While the yield curve inverted last week, something else is developing that may be more ominous for the financial markets: negative interest rates.

Bloomberg reported that there is now $16 trillion worth of global negative interest rate debt. If Paul Revere were alive today and rode his horse down the Main Streets of America shouting, “Negative interest rates are coming! Negative interest rates are coming!” most people would be alarmed, but they wouldn’t have any idea how to react. “Negative interest rates? What do we do? Is that good or bad?” The answer is: It’s both, depending on who you are. But the downside is so negative that most of Wall Street and Washington will do whatever they can to avoid it.

Here’s the good side. Imagine getting a mortgage where the bank pays you interest each month, not the other way around. That’s actually going on right now in Denmark. Granted, it’s only on their 10-year mortgage, but even their 20-year mortgage is being offered at zero percent. And while they’ll probably make some money on fees related to processing the mortgage, and then make money on selling the mortgage itself to another financial institution (there are still monthly payments on the capital), it’s a big change from the customer paying the bank interest each month.

Why would banks do this? To spur you to borrow money. If their money just sits in the central bank (like the Federal Reserve) where they keep their excess reserves, they would have to pay to keep it there. It’s a role reversal. In normal times, the central bank pays them. But the central bank doesn’t want your local bank’s money.

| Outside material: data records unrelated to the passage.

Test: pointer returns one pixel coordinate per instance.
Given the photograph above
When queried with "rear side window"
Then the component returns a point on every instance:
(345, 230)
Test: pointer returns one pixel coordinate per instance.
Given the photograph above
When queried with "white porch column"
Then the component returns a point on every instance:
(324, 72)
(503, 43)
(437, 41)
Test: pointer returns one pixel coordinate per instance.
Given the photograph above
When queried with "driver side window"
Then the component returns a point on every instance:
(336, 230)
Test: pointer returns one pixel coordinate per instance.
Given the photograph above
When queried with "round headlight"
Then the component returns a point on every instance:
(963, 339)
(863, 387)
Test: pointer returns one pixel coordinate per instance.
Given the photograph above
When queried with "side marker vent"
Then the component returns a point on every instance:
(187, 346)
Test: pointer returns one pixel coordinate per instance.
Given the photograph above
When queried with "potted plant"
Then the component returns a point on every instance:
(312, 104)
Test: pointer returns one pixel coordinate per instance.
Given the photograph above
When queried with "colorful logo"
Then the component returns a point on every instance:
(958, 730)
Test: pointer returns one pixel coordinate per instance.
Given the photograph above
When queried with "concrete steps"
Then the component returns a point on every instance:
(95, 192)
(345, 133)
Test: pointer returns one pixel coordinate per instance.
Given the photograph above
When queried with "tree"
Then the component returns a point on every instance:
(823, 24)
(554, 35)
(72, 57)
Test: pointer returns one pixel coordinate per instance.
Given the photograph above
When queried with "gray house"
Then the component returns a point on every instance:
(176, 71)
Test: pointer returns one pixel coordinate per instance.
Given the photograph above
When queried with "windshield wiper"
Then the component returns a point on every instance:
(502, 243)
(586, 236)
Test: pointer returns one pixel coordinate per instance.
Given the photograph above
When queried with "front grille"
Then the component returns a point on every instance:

It’s better to get the money into your hands to create some velocity of money flowing through the economy.

That’s created when you take the money, hire a local contractor, who hires some guys who know how to put an addition onto a house, including one with a John Deere front loader who can do some excavation work, and a carpenter who goes to the local Home Depot to buy supplies, and Home Deport puts in an order in for more lumber, hammers and nails, and with more money in their hands, the workers go to the restaurant down the street for lunch, and after work open checking and savings accounts at the local bank, where they might even want a new credit card and a mortgage, and maybe even some money to start their own contracting business, and so on. End Scene.

Here’s the bad side. What if people still don’t borrow money (even at extremely low rates) and the money just sits there? That leads to a dangerous ‘wait and see’ change in psychology. There’s no inflation, so what’s the hurry? People don’t borrow money. They don’t hire local contractors. They don’t go out to eat as often. They don’t go on the trips they used to take during summer. It’s an entirely different cycle and no institution that makes money by lending money wants that to happen. Right now Japan, France and Germany are among several countries that can sell negative interest rate bonds around the world, and there are signs that the negative interest rate phenomenon could be coming to the United States.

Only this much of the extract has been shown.